C’est toujours émouvant de lire les premiers textes d’une écrivaine célébrée dans le monde entier. Loin de ressembler à des balbutiements, le deuxième roman de Louise Erdrich confirme déjà tout son talent. Publié en 1986 aux Etats-Unis, il paraît une première fois en France il y a presque trente ans et passe alors quasi inaperçu. Francis Geffard le ressort dans sa prestigieuse collection "Terres d’Amérique". On plonge dans les profondeurs du pays avec ce livre signé par la lauréate du National Book Award, également à la tête d’une librairie indépendante, Birchbark Books, birchbark désignant l’écorce de bouleau, qui sert à fabriquer les livres. Philip Roth la compare à Faulkner, mais on peut aussi y voir des touches de Steinbeck ou de Dickens. On sent que son encre, si romanesque, s’est frottée à la poésie et à la littérature de jeunesse, tant elle s’enrichit de descriptions vivaces de paysages et de personnages.

Nous sommes en 1932, dans le petit village d’Argus. C’est là que débarquent deux bambins paumés. Ils ont été abandonnés par leur mère célibataire de façon rocambolesque. Une répercussion de la Grande Dépression et de la pauvreté ambiante ? Mary est adoptée par sa tante et les siens, mais Karl préfère se dérober à cette réalité. Cet éternel vagabond ne pourra jamais se poser. "Même dans sa tempête de larmes, il n’avait pas touché le fond de sa perte." Tour à tour, ces protagonistes, pleins de maladresse et de tendresse, prennent la parole aux côtés de Sita, leur cousine obsédée par la beauté, ou de Celestine, la meilleure copine indienne.

La famille, thème récurrent de l’œuvre d’Erdrich, apparaît ici éclatée. Tels des lambeaux déchirés, ses membres tentent de s’agripper les uns aux autres. La vie les malmène, mais ils se bagarrent pour rebondir. Mary et Karl restent pourtant ces enfants abandonnés qui ont dû grandir autrement. On les voit devenir adultes, découvrir que l’existence ne correspond pas aux "romans à l’eau de rose". Ces battants sont bien obligés de survivre, mais ils se montrent parfois impitoyables avec eux-mêmes.
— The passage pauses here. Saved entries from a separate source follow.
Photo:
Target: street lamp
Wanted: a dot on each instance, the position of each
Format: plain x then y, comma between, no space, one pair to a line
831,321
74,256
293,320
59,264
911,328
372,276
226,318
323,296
Résolument touchants, ils nous donnent envie de les sauver, par moments. "Je savais que ma vie n’aurait rien d’un tunnel d’amour trouant les ténèbres. Je ne choisis pas la solitude. Qui donc la choisirait ? Elle me vint comme une sorte de vocation."

L’auteure ne manque ni d’humour, ni de saveur, ni de violence ou de lucidité pour décrire ces rendez-vous manqués avec les autres, soi-même ou l’existence. Une fois qu’on plonge dans cette aventure intense, on oublie le monde environnant tant ses héros se révèlent émouvants et prenants.